EL funcionario de uniforme que lo había acompañado salió cerrando suavemente la puerta que estaba a su espalda. Encima de ella había otra cámara. Espero más de un minuto, sentado en la única silla, incomodo, imaginando las pantallas donde lo estarían viendo ahora mismo, descubriéndole gestos instintivos que él desconocía, las cosas que uno hace cuando se queda solo. La puerta situada frente a él se abrió, y el hombre que el inspector vio en el umbral no era el asesino de Fátima.

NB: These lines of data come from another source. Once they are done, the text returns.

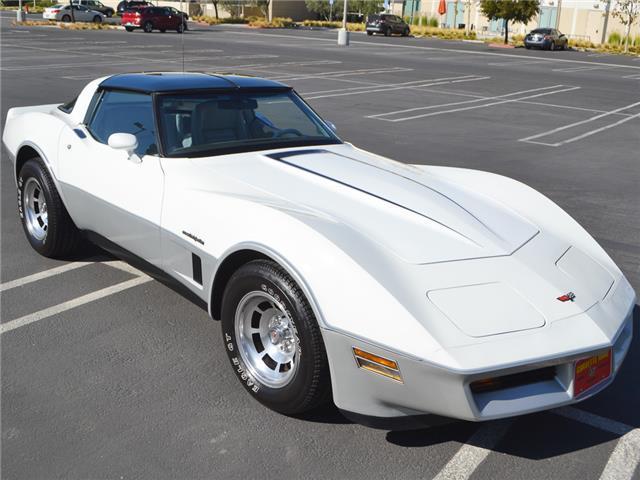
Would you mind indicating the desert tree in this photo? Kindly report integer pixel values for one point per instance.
(628, 12)
(514, 11)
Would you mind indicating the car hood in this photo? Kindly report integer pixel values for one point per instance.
(415, 215)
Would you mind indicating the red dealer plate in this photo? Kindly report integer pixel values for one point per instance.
(591, 371)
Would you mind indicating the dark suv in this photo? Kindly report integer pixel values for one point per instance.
(155, 18)
(131, 5)
(387, 24)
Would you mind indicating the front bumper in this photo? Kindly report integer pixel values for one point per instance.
(431, 389)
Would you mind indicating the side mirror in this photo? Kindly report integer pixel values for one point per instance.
(125, 142)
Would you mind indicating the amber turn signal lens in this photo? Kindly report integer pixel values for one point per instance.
(377, 364)
(375, 358)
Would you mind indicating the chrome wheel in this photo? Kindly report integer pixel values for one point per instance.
(35, 209)
(267, 339)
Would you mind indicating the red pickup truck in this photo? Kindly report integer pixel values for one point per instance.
(155, 18)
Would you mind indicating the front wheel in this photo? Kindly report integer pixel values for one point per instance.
(45, 220)
(273, 339)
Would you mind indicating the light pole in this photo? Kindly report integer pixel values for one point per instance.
(606, 22)
(343, 34)
(20, 17)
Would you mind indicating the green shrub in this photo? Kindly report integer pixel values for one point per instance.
(277, 22)
(216, 21)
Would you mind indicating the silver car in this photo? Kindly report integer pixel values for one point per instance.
(62, 13)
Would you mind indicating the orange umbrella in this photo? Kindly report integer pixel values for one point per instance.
(442, 8)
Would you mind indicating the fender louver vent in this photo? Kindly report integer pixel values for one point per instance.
(196, 265)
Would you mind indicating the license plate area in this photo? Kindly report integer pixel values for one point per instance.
(591, 371)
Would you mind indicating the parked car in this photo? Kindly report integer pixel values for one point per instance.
(62, 13)
(387, 25)
(396, 290)
(97, 6)
(131, 5)
(546, 39)
(155, 18)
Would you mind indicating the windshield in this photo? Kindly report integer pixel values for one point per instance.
(204, 124)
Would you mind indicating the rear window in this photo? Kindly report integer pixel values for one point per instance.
(68, 107)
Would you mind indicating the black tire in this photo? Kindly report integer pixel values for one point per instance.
(310, 385)
(62, 236)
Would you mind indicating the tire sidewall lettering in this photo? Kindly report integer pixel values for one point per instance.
(238, 366)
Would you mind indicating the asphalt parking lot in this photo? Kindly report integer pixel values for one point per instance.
(109, 373)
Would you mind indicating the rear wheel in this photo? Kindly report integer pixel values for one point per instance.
(45, 220)
(273, 340)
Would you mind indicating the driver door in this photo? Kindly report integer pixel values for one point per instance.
(106, 190)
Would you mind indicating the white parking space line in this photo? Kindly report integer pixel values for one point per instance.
(532, 138)
(57, 66)
(474, 451)
(385, 89)
(625, 458)
(576, 69)
(514, 63)
(42, 275)
(76, 302)
(549, 91)
(342, 73)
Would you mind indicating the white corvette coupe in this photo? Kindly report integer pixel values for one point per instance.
(403, 292)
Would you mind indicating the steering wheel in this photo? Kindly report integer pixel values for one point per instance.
(286, 131)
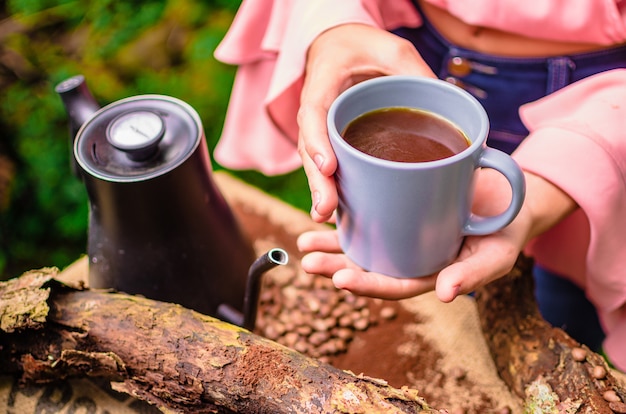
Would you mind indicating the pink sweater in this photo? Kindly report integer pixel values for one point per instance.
(577, 139)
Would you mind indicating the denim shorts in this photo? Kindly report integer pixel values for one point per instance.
(502, 85)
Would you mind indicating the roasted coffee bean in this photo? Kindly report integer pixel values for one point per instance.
(598, 372)
(579, 354)
(618, 407)
(611, 396)
(318, 338)
(362, 323)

Durante un segundo supuso que alguien había cometido un error, pero venció a tiempo el gesto instintivo de ponerse en pie. Reconoció los ojos, aunque ya no estuvieran inyectados en sangre por muchas noches de insomnio ni hundidos y como emboscados bajo la sombra de las cejas. Ahora miraba abiertamente, con una disposición de afabilidad y deferencia confirmada por las otras cosas que al principio lo habían vuelto irreconocible, no sólo el traje oscuro y la corbata, la pequeña insignia religiosa en el ojal, el pelo muy corto, la cara redonda perfectamente afeitada, sonrosada incluso bajo la luz fluorescente. Se volvió para dar las gracias con un murmullo al funcionario que lo había acompañado, inclinando la cabeza, las manos juntas sobre el vientre, cruzadas, sosteniendo algo, un libro de tapas negras con letras doradas, una Biblia. El gesto peculiar de las manos sin duda se debía a que estaba esposado, pero justo las esposas eran el rasgo más incongruente de su presencia. Tenía en la actitud de los hombros, en la manera de ladear ligeramente la cabeza, de mantener los pies juntos, una mansedumbre de apostolado seglar, una beatitud de recién comulgado. Ni siquiera sus manos eran las mismas, a pesar de las esposas: eran mucho más blancas, más afiladas que antes, y las uñas estaban limpias y rosadas, aunque mordidas, observó el inspector, se las mordía y en cuanto se daba cuenta debía de reprenderse a sí mismo y bajaba las manos, las escondía detrás de las tapas de la Biblia.